Scientific literature understanding is crucial for extracting targeted information and garnering insights, thereby significantly advancing scientific discovery. Despite the remarkable success of Large Language Models (LLMs), they face challenges in scientific literature understanding, primarily due to (1) a lack of scientific knowledge and (2) unfamiliarity with specialized scientific tasks.

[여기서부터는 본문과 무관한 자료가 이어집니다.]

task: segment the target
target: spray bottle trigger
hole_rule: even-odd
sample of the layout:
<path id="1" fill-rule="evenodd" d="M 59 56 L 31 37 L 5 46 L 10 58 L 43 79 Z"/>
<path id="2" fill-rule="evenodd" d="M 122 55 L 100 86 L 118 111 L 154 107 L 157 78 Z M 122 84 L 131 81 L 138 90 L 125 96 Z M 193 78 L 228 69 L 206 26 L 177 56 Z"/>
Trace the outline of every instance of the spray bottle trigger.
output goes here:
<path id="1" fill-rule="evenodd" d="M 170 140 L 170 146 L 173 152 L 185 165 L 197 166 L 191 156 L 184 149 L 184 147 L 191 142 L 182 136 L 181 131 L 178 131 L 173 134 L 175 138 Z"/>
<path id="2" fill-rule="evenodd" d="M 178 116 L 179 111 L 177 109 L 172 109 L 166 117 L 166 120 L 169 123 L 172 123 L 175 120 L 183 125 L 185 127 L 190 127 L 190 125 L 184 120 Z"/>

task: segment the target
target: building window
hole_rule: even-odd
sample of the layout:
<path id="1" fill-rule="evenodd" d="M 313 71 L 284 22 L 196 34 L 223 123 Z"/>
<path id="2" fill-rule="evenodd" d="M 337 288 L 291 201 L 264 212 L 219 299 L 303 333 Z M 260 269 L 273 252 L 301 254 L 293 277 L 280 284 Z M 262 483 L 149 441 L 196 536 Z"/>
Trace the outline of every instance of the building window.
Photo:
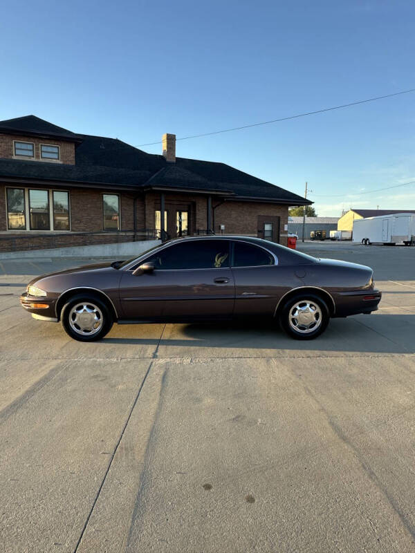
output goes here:
<path id="1" fill-rule="evenodd" d="M 50 230 L 49 194 L 48 190 L 29 190 L 30 230 Z"/>
<path id="2" fill-rule="evenodd" d="M 35 145 L 33 142 L 15 142 L 15 156 L 24 156 L 25 158 L 34 158 Z"/>
<path id="3" fill-rule="evenodd" d="M 24 189 L 7 189 L 7 223 L 9 230 L 26 229 Z"/>
<path id="4" fill-rule="evenodd" d="M 59 146 L 50 146 L 47 144 L 41 144 L 40 157 L 42 159 L 59 160 L 60 157 Z"/>
<path id="5" fill-rule="evenodd" d="M 165 211 L 165 232 L 167 232 L 167 212 Z M 156 236 L 161 237 L 161 211 L 156 209 Z"/>
<path id="6" fill-rule="evenodd" d="M 103 194 L 104 230 L 120 229 L 120 196 Z"/>
<path id="7" fill-rule="evenodd" d="M 69 193 L 53 191 L 53 229 L 70 230 Z"/>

To develop an LLM specialized in scientific literature understanding, we propose a hybrid strategy that integrates continual pre-training (CPT) and supervised fine-tuning (SFT), to simultaneously infuse scientific domain knowledge and enhance instruction-following capabilities for domain-specific tasks.cIn this process, we identify two key challenges: (1) constructing high-quality CPT corpora, and (2) generating diverse SFT instructions. We address these challenges through a meticulous pipeline, including PDF text extraction, parsing content error correction, quality filtering, and synthetic instruction creation. Applying this strategy, we present a suite of LLMs: SciLitLLM, specialized in scientific literature understanding. These models demonstrate promising performance on scientific literature understanding benchmarks. Our contributions are threefold: (1) We present an effective framework that integrates CPT and SFT to adapt LLMs to scientific literature understanding, which can also be easily adapted to other domains. (2) We propose an LLM-based synthesis method to generate diverse and high-quality scientific instructions, resulting in a new instruction set -- SciLitIns -- for supervised fine-tuning in less-represented scientific domains. (3) SciLitLLM achieves promising performance improvements on scientific literature understanding benchmarks.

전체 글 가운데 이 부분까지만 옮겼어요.